According to certain research, glomerular hyperfiltration happens in cases of hypertension as well. Humans with early-stage hypertension have demonstrated glomerular hyperfiltration during sympathetic nervous system activation.

== Mechanism ==
Activation of the renin–angiotensin–aldosterone system may be the mechanism underlying renal injury linked to glomerular hyperfiltration. This can result in endothelial dysfunction, increased arterial stiffness, and maladaptive renal and systemic hemodynamic responses.

== Diagnosis ==
The lack of an established definition for this clinical entity is one of the primary issues with the diagnosis of hyperfiltration. The primary cause of the lack of clarity surrounding the GFR levels that indicate hyperfiltration is their strong reliance on age. Glomerular hyperfiltration has traditionally been characterized as an elevated whole-kidney GFR, or a GFR greater than two standard deviations above the mean GFR of healthy individuals.

== Treatment ==
In diabetic mice, proinsulin C-peptide, a putative renoprotective agent, narrows glomerular afferent arterioles. Therefore, proinsulin C-peptide administration should theoretically prevent glomerular hyperfiltration.

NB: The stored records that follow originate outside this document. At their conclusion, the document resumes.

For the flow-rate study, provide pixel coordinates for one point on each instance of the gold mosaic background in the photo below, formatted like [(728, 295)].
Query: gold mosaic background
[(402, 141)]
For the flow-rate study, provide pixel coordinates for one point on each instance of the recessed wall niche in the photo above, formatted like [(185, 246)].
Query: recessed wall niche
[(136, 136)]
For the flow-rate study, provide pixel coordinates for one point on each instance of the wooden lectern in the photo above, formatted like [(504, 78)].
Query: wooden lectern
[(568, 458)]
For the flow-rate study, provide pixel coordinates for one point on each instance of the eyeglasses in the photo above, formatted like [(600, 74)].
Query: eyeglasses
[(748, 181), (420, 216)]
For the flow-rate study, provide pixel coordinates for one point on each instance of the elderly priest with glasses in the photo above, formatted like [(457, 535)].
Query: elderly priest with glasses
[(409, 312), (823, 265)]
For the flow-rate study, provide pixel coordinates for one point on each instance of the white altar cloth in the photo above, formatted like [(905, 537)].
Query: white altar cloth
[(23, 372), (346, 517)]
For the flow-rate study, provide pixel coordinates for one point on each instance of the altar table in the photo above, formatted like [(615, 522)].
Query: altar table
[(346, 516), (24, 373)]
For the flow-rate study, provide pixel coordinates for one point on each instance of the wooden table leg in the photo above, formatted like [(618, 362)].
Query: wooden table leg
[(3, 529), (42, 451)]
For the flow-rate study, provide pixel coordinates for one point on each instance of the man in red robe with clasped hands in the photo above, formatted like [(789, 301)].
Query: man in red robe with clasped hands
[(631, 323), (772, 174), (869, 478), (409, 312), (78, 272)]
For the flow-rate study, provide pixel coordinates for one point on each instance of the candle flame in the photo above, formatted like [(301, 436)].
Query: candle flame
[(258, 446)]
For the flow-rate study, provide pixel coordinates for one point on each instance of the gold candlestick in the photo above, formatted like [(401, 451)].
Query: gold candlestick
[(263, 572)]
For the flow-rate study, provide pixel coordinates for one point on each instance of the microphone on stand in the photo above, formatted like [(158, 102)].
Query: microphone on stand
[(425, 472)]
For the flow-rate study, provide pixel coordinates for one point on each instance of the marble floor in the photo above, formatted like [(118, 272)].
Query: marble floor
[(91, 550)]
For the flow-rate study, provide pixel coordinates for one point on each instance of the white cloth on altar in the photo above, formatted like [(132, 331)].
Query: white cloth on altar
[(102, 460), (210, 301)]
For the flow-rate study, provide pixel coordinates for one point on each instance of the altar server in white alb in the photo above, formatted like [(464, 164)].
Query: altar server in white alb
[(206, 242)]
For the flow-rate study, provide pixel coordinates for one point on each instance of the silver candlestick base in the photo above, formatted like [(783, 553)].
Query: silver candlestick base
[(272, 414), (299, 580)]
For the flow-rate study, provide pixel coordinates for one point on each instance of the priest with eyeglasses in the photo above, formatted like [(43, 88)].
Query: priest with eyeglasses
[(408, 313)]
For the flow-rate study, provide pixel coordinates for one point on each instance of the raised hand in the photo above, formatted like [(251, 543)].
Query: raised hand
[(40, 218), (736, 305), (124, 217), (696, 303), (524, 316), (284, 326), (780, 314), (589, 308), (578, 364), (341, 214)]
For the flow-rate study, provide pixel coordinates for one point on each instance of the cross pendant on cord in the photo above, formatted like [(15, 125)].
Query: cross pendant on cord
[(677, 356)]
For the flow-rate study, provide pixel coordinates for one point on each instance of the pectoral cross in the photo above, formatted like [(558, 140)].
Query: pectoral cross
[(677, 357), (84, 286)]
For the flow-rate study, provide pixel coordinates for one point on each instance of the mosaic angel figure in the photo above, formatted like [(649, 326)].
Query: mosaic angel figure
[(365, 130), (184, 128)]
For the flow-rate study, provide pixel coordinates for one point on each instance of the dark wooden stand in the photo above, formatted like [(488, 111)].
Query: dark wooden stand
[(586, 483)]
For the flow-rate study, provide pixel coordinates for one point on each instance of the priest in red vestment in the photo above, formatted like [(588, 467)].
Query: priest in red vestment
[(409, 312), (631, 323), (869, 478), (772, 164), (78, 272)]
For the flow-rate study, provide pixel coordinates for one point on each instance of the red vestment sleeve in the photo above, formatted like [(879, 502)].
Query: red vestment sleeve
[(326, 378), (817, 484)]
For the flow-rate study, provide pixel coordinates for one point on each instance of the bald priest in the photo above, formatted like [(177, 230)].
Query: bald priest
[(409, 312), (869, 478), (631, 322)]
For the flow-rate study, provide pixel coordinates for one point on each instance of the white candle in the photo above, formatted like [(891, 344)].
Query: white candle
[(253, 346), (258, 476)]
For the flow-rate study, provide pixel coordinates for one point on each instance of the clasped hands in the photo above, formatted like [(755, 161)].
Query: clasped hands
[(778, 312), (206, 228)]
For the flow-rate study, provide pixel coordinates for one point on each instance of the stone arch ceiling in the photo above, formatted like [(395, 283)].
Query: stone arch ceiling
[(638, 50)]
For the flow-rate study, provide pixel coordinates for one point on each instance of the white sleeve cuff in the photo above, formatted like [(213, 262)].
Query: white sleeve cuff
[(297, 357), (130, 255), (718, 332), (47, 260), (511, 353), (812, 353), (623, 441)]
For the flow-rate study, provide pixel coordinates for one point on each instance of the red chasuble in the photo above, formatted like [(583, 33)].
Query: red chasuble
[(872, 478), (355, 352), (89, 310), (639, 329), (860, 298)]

An insulin-sensitizing medication called rosiglitazone is known to treat endothelial dysfunction. It has been demonstrated that this medication reduces renal end-organ damage in patients with type 2 diabetes and microalbuminuria, improves nitric oxide bioavailability, and ameliorates glomerular hyperfiltration in patients with early type 2 diabetes.

In experimental diabetes, renal nerves may play a significant role in mediating glomerular hyperfiltration. In this sense, in diabetic rats, chronic renal denervation also inhibits glomerular hyperfiltration.